白髪の教授が助教授と入ってきた。みんな無言で待ち構えていた。

「うん。じゃあ、始めようか」

教授と最前列に座った助教授が、進行係。
「レジデントから!さ、我さきという者から!」

「では、わたしが!」
森さんが自分を奮い立たせるように声を荒げた。彼女は教壇に立った。

「40歳の男性。主訴は呼吸困難です。既往歴は10年前よりDCM。H2年とH5年に入院歴があります」
助教授がところどころツッコミを入れる。
「君、言葉の最後はきちんと!DCM。で終わらすんじゃなくて、DCMの既往があります!とか、わかりやすく!」
「はい!」
「それと入院歴があったなら、いつだけじゃなくて、何で入院してたかを明白にね!」
「はい!この方は・・・」
彼女はさっそくオーベンを目で探し始めたようだ。
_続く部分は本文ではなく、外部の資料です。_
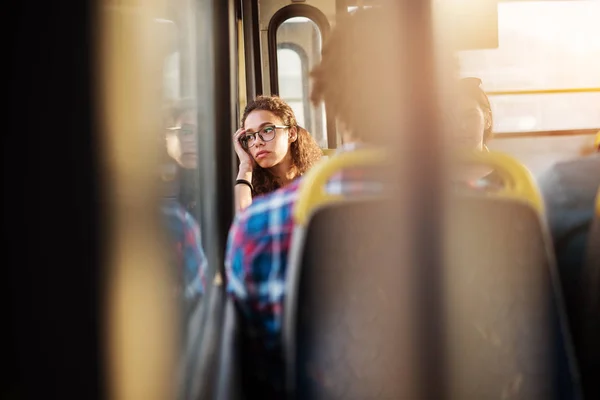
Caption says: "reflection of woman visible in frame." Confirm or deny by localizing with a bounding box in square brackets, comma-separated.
[453, 78, 503, 190]
[160, 106, 208, 300]
[233, 96, 322, 210]
[166, 104, 199, 215]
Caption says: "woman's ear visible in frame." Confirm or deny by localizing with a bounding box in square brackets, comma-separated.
[289, 126, 298, 143]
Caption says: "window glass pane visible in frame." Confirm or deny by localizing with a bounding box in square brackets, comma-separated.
[459, 1, 600, 133]
[156, 0, 215, 364]
[490, 93, 600, 133]
[277, 17, 327, 147]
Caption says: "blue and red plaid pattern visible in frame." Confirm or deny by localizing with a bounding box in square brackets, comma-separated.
[161, 199, 208, 299]
[225, 145, 382, 348]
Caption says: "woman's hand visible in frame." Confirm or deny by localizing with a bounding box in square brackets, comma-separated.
[233, 128, 256, 172]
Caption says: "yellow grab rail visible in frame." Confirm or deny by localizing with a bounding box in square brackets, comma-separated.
[294, 149, 544, 225]
[459, 151, 544, 214]
[294, 150, 387, 225]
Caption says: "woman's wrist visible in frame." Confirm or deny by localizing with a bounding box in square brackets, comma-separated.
[237, 164, 252, 182]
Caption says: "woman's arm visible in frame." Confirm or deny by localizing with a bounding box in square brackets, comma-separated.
[235, 163, 252, 212]
[233, 128, 255, 213]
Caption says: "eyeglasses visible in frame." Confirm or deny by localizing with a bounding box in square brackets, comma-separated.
[240, 125, 289, 149]
[167, 124, 196, 136]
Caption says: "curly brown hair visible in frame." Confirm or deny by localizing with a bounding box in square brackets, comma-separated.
[242, 96, 323, 196]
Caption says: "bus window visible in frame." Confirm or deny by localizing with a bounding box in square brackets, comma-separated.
[277, 17, 328, 148]
[459, 0, 600, 134]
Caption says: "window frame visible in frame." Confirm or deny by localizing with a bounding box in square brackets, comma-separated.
[267, 4, 338, 149]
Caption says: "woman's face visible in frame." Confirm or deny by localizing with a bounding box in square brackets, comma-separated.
[244, 110, 297, 168]
[167, 112, 198, 169]
[453, 96, 486, 150]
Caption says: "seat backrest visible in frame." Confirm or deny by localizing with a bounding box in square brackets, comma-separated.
[283, 152, 577, 399]
[284, 196, 577, 399]
[580, 189, 600, 399]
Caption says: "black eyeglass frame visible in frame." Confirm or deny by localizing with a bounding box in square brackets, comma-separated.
[240, 124, 290, 150]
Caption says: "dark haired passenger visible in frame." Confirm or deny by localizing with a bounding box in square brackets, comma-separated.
[233, 96, 322, 210]
[225, 9, 400, 396]
[539, 151, 600, 399]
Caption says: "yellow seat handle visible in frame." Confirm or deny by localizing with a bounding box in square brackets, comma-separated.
[459, 151, 544, 214]
[294, 150, 386, 225]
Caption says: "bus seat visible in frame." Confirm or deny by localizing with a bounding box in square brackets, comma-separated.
[283, 152, 579, 399]
[580, 189, 600, 399]
[458, 151, 544, 215]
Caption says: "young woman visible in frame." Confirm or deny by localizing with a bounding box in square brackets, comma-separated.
[453, 78, 503, 190]
[233, 96, 322, 211]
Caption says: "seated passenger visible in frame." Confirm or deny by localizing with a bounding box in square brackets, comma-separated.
[451, 78, 503, 190]
[160, 107, 208, 301]
[539, 152, 600, 398]
[233, 96, 323, 211]
[166, 100, 200, 215]
[225, 9, 399, 396]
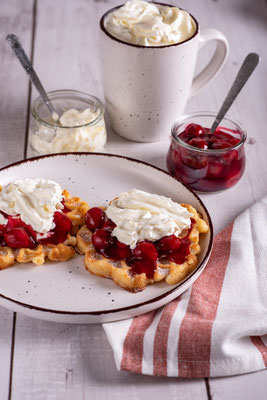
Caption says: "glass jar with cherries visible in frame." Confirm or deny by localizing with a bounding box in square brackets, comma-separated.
[167, 112, 247, 192]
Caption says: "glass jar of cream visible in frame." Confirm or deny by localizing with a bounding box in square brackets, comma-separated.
[30, 90, 107, 155]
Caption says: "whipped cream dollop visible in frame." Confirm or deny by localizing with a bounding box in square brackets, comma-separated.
[0, 178, 63, 234]
[31, 108, 107, 154]
[106, 189, 193, 249]
[105, 0, 196, 46]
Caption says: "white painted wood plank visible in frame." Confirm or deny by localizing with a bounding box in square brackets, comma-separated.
[12, 315, 207, 400]
[0, 0, 33, 167]
[0, 0, 32, 400]
[210, 370, 267, 400]
[8, 0, 267, 399]
[16, 0, 206, 399]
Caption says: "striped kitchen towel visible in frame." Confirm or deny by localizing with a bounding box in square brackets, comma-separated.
[103, 197, 267, 378]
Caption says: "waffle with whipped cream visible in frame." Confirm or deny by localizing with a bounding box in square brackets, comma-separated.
[77, 189, 209, 292]
[0, 179, 89, 270]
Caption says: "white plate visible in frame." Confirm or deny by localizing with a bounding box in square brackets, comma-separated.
[0, 153, 215, 323]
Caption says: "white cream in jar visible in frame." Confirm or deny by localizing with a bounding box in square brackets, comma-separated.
[106, 189, 193, 249]
[31, 108, 107, 154]
[105, 0, 196, 46]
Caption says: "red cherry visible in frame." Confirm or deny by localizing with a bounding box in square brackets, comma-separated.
[188, 137, 208, 149]
[133, 241, 158, 261]
[156, 235, 181, 254]
[102, 218, 117, 232]
[92, 229, 115, 251]
[185, 124, 204, 136]
[130, 258, 157, 279]
[5, 216, 26, 230]
[100, 245, 132, 260]
[4, 228, 33, 249]
[207, 161, 223, 178]
[85, 207, 105, 231]
[211, 138, 231, 150]
[169, 238, 190, 264]
[61, 199, 71, 214]
[229, 138, 240, 146]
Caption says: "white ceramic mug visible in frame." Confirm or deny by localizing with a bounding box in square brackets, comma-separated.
[100, 4, 228, 142]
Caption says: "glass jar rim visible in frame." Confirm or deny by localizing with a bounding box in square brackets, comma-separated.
[171, 111, 247, 154]
[31, 89, 105, 129]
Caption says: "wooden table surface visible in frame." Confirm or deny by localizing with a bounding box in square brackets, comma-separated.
[0, 0, 267, 400]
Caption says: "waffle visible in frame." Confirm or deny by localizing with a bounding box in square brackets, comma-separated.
[77, 204, 209, 292]
[0, 190, 89, 270]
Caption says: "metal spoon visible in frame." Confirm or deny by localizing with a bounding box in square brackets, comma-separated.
[6, 34, 59, 122]
[210, 53, 260, 133]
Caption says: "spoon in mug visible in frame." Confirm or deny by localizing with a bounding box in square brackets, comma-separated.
[210, 53, 260, 133]
[6, 34, 59, 122]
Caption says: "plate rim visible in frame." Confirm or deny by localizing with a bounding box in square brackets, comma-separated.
[0, 152, 213, 315]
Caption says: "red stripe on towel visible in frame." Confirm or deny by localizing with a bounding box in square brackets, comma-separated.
[121, 310, 157, 374]
[178, 223, 233, 378]
[153, 296, 181, 376]
[250, 336, 267, 368]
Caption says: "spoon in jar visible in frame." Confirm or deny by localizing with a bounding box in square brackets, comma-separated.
[6, 34, 59, 122]
[210, 53, 260, 133]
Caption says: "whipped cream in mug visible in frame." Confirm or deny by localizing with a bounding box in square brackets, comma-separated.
[105, 0, 196, 46]
[106, 189, 193, 249]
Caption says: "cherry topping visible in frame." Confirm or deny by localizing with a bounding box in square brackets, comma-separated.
[156, 235, 181, 254]
[133, 241, 158, 261]
[92, 229, 115, 251]
[130, 258, 157, 279]
[61, 199, 71, 214]
[188, 137, 209, 149]
[4, 228, 34, 249]
[85, 207, 105, 231]
[185, 124, 204, 136]
[210, 138, 231, 150]
[169, 238, 190, 264]
[38, 211, 72, 244]
[100, 244, 132, 260]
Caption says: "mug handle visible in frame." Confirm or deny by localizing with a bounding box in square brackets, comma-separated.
[190, 28, 229, 96]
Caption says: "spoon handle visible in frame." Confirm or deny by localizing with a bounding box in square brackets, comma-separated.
[210, 53, 260, 133]
[6, 34, 58, 120]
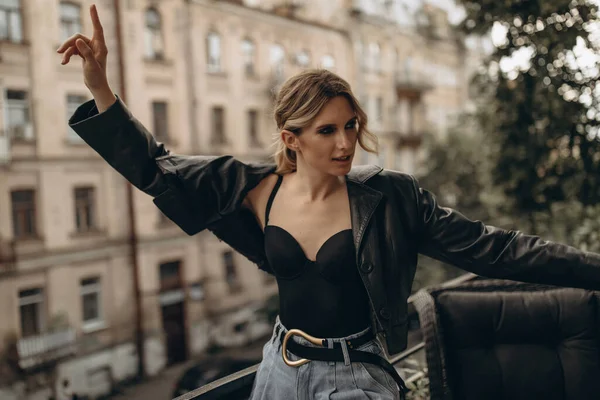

助教授は察知した。
「ん?オーベンか?オーベンは誰だ?」
「畑先生です」
医局長がとっさに答えた。

助教授は呆れた顔をした。
「畑。おーい、ハタケ?いないな。あいつがオーベンか・・。で、畑君は?医局長!」
「まだバイトから帰ってきてません」
医局長が答える。
「なに?バイトは早朝で切り上げだろう?」
「ですが・・・まだこちらには着いてないようで」
「バイトが終わるのは通常、何時だ?」
「名目上は、その病院の日勤の先生が到着する時間・・・9時前くらいでしょうね」
「なに?今日は大事なプレゼンだぞ。早く戻ってきてもらわんと困る!」
「ですから、早めに切り上げて戻ってくるよう伝えているのですが・・・」

このため早朝の時間帯にドクター不在とならざるを得ないケースが多い。

教授がボソッと呟く。みんなが一斉に耳ダンボとなる。
「はやく切り上げるって、あなた、それ・・・常勤の先生来るまでは、その病院・・・医者不在ってこと?」

助教授が少し取り乱していた。
「い、いやあ、それはないはずです、それは。じゃあ医局長!月曜日はプレゼンの時間帯のこともあるから!向こうの病院の常勤の先生にもうちょっと早めに来てもらうとか!君がいろいろ話し合って決めておくように!」

「ですが先生、よその病院の常勤の先生にそこまでは・・・」
「うちの系列か?」
「は?」
「そこの病院は、うちの大学の系列か?」
「いえ」
「うーん・・・ま!そこは臨機応変に!

臨機応変に!助教授の口癖だ。

この人たち、政治家みたいだなあ・・・。

助教授は少し機嫌が悪くなったようだ。
「じゃ、次いこう!わっちゃ、10分のロスタイムだ!はいはい!間宮くん!次々!」
「森ですが・・・」
「ん?ああ、そうだったな!現病歴!」
「昭和60年頃より当院循環器外来で定期内服されておりましたが平成2年と平成5年に呼吸困難で急性心不全にて入院。その後は安定していましたが3日前に呼吸困難が出現し、2日前に外来受診しました。急性心不全と診断し、入院しました」
「おいおい待ってくれ。何を根拠に急性心不全と?」
「え?呼吸困難があって・・」
「それで?」
「それで?」
「真似するなよ。それでどういう所見があって、どういう検査をしてそうなったんだ?って聞いてるんだよ?僕の言うこと、おかしい?」
「いえ・・」
「松田くん、僕の言うこと、おかしいか?君、笑っているようだが」

1列うしろの松田先生はハッと口を閉じた。
「いえ・・・」
「さっさと実験のデータ出せよ、きみい」
「はい・・・」

せっかく鬱から立ち直りかけていた松田先生は、またブルーに突入した。